Selma Gürkan ekonomik ve siyasi alanda halkın AKP tarafından zulüm altında tutulduğunu belirterek, "Yargı ve hukuk sistemi, ordu, kamu, emniyet, düzenin ihtiyaçlarını görecek şekilde yeniden yapılandırıldı. Onlar görevlerini yapıyorlar. Bunun karşısında bizlerin görevlerini getirip getirmediğimiz, asıl kritik noktadır. HDK, bütün ezilen kesimler için umut oldu. Ezilenlerin yaşamına nüfus eden bir çalışmayı yürütmeliyiz. Yaptığımız çağrıları örgütlemek üzere somut görevler almalıyız" diye konuştu. 

Alp Altınörs ise 2002'den 2012 arasındaki dönem, geçiş dönemi olduğunu hatırlatarak, "Fakat, 12 Eylül referandumu ile bu parantez kapandı. Egemenlerin zulmü artık tekleşti. Bütün zulüm yolları AKP'ye çıkıyor. Bu da ezilenlerin mücadelesinde bir kaynaşmanın zemini oluyor. Dink ve Sivas davasındaki adalet arayışı, gerici eğitim yasasına karşı Kızılay'daki direniş, Bosh işçilerin sendika değiştirmesi, Newroz'daki halkların birleşik direnişi, bunu bize gösteriyor. İstanbul Taksim 1 Mayıs'a bu noktada zirve olmuştur" dedi. "Daha fazla siyasi kararlılık gösteren HDK su yolda yürüyebilir" diyen Altınörs, "Birbiriyle müttefik bütün halk hareketlerini birleştirme, zalimlerin hükümetine karşı direnme günüdür. Ne Yunanistan, ne de Tunus bize uzak değil" diye konuştu. 2 Temmuz Sivas Katliamı'nı yıldönümü olduğunu ve İstanbul 1. KCK Davası'nın 2 Temmuz'da görüleceğini hatırlatan Altınörs, "Haziran ve Temmuz ayı, TMY'ye karşı adalet mücadelesini yükselteceğimiz dönem olacaktır" dedi.
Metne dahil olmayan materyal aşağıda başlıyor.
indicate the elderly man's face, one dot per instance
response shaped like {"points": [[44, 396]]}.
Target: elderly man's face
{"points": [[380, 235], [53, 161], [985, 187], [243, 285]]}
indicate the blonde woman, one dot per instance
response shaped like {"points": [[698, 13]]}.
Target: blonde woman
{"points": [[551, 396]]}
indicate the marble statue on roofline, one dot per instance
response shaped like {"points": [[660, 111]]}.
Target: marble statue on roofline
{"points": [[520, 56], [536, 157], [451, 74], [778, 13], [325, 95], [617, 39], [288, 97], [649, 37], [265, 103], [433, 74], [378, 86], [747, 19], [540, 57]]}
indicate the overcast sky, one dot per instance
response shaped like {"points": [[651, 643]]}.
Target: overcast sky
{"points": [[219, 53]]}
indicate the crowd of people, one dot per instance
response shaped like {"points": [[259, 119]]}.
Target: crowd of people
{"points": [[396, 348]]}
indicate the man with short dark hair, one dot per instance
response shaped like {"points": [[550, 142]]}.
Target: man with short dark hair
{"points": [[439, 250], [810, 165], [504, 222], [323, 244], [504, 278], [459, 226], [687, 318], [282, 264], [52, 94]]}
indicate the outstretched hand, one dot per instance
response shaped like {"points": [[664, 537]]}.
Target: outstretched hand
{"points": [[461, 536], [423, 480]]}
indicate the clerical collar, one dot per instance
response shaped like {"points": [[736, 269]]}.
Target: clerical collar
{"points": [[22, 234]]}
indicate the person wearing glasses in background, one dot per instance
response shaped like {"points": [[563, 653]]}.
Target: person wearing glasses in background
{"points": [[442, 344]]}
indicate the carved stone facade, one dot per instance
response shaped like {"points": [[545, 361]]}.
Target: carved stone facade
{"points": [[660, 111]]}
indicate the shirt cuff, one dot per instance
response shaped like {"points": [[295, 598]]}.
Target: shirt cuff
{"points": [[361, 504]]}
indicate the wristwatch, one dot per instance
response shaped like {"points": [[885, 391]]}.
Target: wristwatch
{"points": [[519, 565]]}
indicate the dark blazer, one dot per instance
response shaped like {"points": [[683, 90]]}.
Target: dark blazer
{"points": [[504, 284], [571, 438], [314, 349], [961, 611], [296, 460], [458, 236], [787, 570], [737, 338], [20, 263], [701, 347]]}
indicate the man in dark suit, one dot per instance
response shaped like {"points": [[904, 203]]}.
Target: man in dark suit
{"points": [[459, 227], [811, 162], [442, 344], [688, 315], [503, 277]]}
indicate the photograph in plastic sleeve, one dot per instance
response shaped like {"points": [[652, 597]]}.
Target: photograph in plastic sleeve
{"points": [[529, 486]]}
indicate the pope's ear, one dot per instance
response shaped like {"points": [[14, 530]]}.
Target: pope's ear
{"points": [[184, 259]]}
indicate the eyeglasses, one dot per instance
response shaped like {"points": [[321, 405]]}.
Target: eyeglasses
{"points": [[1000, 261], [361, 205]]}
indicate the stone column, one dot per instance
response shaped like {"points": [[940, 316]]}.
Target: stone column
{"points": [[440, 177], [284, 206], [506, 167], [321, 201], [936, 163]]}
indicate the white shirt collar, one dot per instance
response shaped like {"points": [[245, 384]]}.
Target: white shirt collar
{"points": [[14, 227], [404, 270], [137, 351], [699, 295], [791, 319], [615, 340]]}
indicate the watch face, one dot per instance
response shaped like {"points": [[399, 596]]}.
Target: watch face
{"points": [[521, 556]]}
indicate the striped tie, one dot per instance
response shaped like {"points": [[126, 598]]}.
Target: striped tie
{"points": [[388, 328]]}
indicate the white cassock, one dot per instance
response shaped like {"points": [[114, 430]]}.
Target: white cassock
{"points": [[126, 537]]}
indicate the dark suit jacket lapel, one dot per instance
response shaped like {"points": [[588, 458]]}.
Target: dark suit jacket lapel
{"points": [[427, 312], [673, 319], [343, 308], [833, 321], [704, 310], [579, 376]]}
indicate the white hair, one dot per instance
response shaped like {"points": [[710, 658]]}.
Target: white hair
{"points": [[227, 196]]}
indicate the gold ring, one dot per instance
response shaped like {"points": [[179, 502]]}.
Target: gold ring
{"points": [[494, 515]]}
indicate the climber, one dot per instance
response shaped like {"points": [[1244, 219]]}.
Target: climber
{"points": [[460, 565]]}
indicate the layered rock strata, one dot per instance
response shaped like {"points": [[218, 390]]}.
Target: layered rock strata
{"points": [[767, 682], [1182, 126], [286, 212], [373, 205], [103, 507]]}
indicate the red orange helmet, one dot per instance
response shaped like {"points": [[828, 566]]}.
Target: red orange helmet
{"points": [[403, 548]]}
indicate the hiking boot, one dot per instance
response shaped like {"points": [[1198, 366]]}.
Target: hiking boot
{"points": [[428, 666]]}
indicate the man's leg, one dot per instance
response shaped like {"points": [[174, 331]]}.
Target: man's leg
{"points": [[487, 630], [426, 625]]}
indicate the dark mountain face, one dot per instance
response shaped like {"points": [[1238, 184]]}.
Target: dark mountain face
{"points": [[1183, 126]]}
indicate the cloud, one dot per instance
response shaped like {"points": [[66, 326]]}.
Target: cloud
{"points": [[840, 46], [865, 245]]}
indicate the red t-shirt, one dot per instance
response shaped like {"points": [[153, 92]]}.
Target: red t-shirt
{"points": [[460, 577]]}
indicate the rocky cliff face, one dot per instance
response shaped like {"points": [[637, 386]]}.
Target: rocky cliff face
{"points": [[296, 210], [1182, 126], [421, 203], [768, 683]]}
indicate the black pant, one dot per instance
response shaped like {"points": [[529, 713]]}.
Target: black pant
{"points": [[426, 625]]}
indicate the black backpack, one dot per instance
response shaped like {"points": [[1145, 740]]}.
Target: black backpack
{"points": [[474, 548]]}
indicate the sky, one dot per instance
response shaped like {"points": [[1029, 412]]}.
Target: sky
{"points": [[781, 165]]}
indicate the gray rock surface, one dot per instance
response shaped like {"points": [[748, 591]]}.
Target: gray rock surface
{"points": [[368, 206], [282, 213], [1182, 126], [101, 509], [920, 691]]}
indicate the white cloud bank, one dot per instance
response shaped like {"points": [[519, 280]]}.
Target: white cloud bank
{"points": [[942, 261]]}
Rıdvan Turan, hükümetin Suriye'ye yönelik savaş hazırlıklarını hatırlattı, "Böyle bir iktidar, nasıl demokratik anayasa yapar? Çukurova'da Kürtlere ve sosyalistlere yönelik tasfiye operasyonları başlatıldı. Bundan savaş hazırlığını çok açık bir göstergesi" diye konuştu.